- Researchers discover a method that allows water-repelling surfaces to boil water effectively under certain conditions.
- It makes these surfaces stay cooler than water-attracting surfaces.
- Hydrophobic surfaces can be used to cool high power electronics and nuclear reactors.
Many industrial applications like high-density cooling, water distillation and power generation depend on efficient heat transfer processes that involve boiling. The performance and energy efficiency across several industries could be enhanced by improving these boiling process.
In fact, consumer electronics, including some smartphone and laptop devices, contain water within ‘heat pipe’ materials that dissipate the heat produced by devices and cools them off. Large-scale electronics like those used in aircraft, supercomputers and electric vehicles require even more effective means to deal with overheating issues.
Now, researchers at the Perdue University have found a method that allows water-repelling (hydrophobic) surfaces to boil water effectively under certain conditions. Also, it makes these surfaces stay cooler as compared to water-attracting (hydrophilic) surfaces.
Today, we use hydrophilic surfaces to cool high power electronics and nuclear reactors. No one has considered using hydrophobic surface to enhance to the process of boiling. Since they cannot stay wet, they were previously thought to be inadequate for boiling liquids.
However, the studies done in a few past couple of years show that the hydrophobic surfaces are capable of boiling water at lower temperatures than hydrophilic surfaces. But scientists had not yet achieved any practical model. So how did they make it this time? Let’s find out.
The Key Step
Researchers realized that if they could remove all air and vapor from the hydrophobic surface before boiling the liquid, they could achieve the best of both hydrophilic and hydrophobic behaviors simultaneously.
Courtesy of researchers
Boiling from hydrophobic surface at initial phase [called Wenzel state] — where texture of the surface is invaded with liquid — leads to significantly low surface heat. They showed 2 different boiling behaviors on micro- as well as nano-structured surfaces based on its initial state.

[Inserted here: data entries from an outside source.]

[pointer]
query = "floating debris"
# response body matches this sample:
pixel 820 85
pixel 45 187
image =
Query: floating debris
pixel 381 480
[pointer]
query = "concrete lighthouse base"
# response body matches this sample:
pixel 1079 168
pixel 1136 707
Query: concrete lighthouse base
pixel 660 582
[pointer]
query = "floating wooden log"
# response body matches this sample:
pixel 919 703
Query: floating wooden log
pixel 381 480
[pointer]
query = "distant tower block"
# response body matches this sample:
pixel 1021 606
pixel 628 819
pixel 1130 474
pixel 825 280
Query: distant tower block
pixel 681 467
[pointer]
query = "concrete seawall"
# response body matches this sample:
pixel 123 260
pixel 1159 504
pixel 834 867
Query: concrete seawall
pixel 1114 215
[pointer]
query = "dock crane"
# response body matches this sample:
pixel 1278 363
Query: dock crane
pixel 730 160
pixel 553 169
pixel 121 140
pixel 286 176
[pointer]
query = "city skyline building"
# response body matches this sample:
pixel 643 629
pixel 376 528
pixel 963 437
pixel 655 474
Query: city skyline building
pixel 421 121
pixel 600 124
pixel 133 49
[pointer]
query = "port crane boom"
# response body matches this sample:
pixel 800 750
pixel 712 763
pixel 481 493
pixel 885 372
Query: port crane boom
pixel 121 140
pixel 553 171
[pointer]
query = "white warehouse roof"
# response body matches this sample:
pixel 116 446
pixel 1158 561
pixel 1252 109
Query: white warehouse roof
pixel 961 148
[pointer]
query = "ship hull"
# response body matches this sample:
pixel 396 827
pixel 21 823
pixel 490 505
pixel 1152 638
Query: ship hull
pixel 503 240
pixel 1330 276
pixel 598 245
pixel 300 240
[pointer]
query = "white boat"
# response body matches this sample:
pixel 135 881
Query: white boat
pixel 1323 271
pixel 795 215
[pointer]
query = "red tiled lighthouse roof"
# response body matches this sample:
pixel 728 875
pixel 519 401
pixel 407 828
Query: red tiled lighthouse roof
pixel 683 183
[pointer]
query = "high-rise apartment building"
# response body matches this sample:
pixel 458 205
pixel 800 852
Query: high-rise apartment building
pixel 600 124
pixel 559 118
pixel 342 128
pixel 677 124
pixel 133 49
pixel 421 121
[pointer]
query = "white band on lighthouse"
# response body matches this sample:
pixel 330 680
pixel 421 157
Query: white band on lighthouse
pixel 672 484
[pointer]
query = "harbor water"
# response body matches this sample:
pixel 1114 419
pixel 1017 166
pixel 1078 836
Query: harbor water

For a specific initial surface condition [called Cassie-Baxter state] — where gaps of surface texture are occupied by vapor — premature film boiling is observed.
A significantly enhanced thermal performance is recorded when the texture of the surface is invaded with liquid [Wenzel state] before boiling. In this state, 3-phase contact line is pinned during the growth of vapor bubbles. This prevents the vapor film formation over the hydrophobic surface, maintaining effective nucleate boiling behavior.
More specifically, this enables the micro-structured hydrophobic surface to function in the nucleate boiling regime up to a critical heat flux of 115 Watts per centimeter square, which is comparable to typical hydrophilic wetting surfaces.
Bottom line: boiling is astonishingly efficient on hydrophobic surfaces functioning in this mode. A nucleate boiling mode is maintained on a surface up to an extreme critical heat flux on the order of the classical Zuber Limit. It can be fully utilized in practical applications that require high heat transfer coefficients.